Born Clement Cooke in 1854, the only son of Robert Whall Cooke in Brighton, Sussex, he was educated at Brighton College, and at Saint John"s College, Cambridge, where he read mathematics and law.
Street John"s College.
He was called to the bar in 1883 by the Inner Temple, whereupon he joined the Oxford Circuit, and became Treasury prosecuting counsel for Berkshire. Later he was legal advisor to the House of Lords Sweating Commission and private secretary to Windham Wyndham-Quin, 4th Earl of Dunraven and Mount-Earl, Under-Secretary of State for the Colonies (1885-1887). He was also examiner under the Civil Service Commission for factory inspectorships.
Cooke followed with an active career in journalism, writing and editing for English Illustrated Magazine, the Observer, the Pall Mall Gazette, and the New Review.
He wrote on imperial and colonial subjects. During this time he also wrote an authorised memoir of Princess Mary Adelaide of Cambridge, Duchess of Teck, and a biography of Mary of Teck.
He founded the Empire Review in 1901 and that connexion remained for the remainder of his life. Cooke assumed the additional surname of Kinloch in 1905, which was also the year that he was initially created a knight bachelor.
From that time a career in politics followed.
He was returned to the House of Commons the following year as Member of Parliament for Cardiff East, and held that seat until he was defeated at the 1929 general election. He served as chairman of Naval and Dockyards Committee for 14 years, and the Expiring Laws and Continuance Acting Committee. He was created a Knight Commander in the Order of the British Empire in 1919, and a baronet of Brighthelmstone, Sussex in 1926.

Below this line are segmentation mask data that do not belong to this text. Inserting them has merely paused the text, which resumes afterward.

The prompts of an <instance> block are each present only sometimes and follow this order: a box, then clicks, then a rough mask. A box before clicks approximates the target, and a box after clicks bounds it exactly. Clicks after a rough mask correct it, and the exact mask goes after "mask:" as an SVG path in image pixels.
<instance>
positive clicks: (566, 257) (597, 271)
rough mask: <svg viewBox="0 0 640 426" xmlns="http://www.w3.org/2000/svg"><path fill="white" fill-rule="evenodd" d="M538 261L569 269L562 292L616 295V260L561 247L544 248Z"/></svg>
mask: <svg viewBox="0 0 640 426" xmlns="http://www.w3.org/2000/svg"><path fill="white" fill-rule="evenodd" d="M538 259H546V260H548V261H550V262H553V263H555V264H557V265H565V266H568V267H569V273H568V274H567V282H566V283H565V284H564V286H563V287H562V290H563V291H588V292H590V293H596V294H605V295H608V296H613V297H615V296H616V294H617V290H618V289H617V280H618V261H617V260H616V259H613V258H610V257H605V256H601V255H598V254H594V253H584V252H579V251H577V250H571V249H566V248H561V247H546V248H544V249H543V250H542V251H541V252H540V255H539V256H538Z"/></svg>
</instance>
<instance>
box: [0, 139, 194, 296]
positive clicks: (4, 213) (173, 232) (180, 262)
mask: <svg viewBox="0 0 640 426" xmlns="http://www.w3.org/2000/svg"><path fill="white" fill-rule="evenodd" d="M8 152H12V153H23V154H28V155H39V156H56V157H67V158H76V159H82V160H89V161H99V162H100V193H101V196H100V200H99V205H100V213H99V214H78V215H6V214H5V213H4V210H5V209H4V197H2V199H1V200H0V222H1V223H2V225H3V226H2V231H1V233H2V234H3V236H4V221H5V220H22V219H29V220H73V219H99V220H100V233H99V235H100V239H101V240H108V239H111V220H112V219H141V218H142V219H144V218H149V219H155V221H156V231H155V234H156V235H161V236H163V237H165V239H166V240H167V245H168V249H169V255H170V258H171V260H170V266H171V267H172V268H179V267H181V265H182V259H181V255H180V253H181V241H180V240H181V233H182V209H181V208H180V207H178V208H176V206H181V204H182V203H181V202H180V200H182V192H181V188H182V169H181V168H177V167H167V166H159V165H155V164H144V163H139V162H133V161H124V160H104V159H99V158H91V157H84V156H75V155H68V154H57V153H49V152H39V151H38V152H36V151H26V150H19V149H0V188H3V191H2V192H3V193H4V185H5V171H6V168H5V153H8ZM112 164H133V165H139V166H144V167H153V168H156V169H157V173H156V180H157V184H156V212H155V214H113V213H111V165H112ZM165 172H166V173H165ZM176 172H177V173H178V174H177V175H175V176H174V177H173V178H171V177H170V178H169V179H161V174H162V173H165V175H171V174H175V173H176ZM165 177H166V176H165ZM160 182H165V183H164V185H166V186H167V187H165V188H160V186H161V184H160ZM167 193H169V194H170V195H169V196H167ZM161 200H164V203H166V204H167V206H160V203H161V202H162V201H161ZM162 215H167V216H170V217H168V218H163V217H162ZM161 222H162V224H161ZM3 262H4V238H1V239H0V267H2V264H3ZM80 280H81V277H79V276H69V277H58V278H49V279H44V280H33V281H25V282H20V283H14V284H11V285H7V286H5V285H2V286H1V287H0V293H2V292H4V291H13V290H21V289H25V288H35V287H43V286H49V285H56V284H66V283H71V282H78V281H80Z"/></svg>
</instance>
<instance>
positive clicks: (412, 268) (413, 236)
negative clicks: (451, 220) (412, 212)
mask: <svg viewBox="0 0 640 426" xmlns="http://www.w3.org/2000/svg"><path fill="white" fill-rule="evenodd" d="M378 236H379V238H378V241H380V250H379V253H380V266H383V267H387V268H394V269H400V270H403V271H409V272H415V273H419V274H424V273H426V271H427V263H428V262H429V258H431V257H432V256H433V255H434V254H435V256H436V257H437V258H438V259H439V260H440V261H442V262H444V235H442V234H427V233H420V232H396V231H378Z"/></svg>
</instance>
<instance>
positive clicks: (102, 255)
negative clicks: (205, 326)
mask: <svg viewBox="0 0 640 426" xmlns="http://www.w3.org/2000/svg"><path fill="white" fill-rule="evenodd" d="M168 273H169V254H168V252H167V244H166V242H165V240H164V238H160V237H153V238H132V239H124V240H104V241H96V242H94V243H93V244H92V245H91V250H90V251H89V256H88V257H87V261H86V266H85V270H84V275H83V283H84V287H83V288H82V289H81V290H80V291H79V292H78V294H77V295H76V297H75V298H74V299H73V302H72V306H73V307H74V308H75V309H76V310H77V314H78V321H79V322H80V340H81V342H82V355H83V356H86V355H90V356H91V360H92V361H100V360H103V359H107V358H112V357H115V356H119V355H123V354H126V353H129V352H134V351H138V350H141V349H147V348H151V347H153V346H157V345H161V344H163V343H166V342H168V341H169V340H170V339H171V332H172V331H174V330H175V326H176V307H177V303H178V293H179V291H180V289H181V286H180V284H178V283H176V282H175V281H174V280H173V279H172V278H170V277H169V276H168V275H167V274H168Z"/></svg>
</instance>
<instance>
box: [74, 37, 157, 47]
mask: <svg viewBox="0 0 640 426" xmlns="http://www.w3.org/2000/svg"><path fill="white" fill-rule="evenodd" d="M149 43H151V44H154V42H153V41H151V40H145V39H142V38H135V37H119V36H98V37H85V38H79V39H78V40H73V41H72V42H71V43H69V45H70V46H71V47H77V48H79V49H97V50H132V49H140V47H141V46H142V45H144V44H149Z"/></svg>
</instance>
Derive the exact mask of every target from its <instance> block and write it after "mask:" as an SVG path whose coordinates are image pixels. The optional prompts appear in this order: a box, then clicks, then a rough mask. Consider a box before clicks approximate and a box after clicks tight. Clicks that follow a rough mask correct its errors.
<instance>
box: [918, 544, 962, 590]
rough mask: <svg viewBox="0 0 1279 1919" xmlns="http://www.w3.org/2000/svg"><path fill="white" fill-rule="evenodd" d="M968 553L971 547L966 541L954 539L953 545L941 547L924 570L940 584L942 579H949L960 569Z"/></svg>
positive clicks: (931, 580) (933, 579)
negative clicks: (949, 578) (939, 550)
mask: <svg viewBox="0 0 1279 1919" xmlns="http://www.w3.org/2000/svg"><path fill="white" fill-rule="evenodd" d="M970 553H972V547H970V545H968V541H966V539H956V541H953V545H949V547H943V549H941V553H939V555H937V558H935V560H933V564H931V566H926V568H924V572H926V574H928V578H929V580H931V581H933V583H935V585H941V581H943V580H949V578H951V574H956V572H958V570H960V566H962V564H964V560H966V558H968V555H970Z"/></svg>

He died 4 September 1944, in Wimbledon at the age of 89.
29th United Kingdom Parliament. 30th United Kingdom Parliament. 31st United Kingdom Parliament.
32nd United Kingdom Parliament.
34th United Kingdom Parliament]
Kinloch-Cooke became a member of the London County Council in 1907. He was elected at the January 1910 general election as a Unionist Member of Parliament (Member of Parliament) for Devonport, and he held that seat until his defeat at the 1923 general election by the Liberal Party candidate Leslie Hore-Belisha.